Stock-Based Compensation

In 2008, the Board of Directors adopted and the Company’s shareholders approved the Legacy Option Plan. Immediately prior to the completion of the Company’s May 2015 Initial Public Offering ("IPO"), and in connection with the closing of the offering, each option outstanding under the Legacy Option Plan became exercisable for one Class B restricted voting share. Following the closing of the Company’s IPO, no further awards were made under the Legacy Option Plan. The Legacy Option Plan continues to govern awards granted thereunder.

The Company’s Board of Directors and shareholders approved a stock option plan, as well as a long term incentive plan, each of which became effective upon the closing of the Company's IPO on May 27, 2015. On May 30, 2018 and on May 26 2021, these plans were amended following approval from the Company’s Board of Directors and shareholders.

On July 8, 2022, the Company approved the issuance of rollover options, from the Company's treasury pool, under the Deliverr, Inc. 2017 Stock Option and Grant Plan, adopted on the closing of the acquisition of Deliverr.
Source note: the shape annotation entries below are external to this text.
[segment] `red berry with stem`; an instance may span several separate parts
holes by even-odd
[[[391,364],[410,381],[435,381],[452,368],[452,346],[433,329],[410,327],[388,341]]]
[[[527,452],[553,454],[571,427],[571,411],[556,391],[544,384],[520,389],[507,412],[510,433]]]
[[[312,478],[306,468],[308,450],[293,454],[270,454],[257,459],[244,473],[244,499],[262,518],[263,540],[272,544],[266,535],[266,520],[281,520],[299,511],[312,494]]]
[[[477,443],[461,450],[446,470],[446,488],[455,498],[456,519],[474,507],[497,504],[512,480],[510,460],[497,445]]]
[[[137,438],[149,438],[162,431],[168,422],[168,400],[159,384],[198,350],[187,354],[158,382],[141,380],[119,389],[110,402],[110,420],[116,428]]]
The SOP allows for the grant of options to the Company’s officers, directors, employees and consultants. All options granted under the SOP will have an exercise price determined and approved by the Company’s Compensation and Talent Management Committee of the Board of Directors at the time of grant, which shall not be less than the market price of the Class A subordinate voting shares at such time. For purposes of the SOP, the market price of the Class A subordinate voting shares shall be the volume weighted average trading price of the Class A subordinate voting shares on the NYSE for the five trading days ending on the last trading day before the day on which the option is granted. Options granted under the SOP are exercisable for Class A subordinate voting shares. Both the vesting period and term of the options in the SOP are determined by the Compensation and Talent Management Committee of the Board of Directors at the time of grant. Options granted under the SOP between November 2017 and August 2022 have been approved with a three year vesting schedule with one-third vesting after one year and the remainder vesting
38

Shopify Inc.
Notes to the Consolidated Financial Statements
(Expressed in US millions, except share and per share amounts)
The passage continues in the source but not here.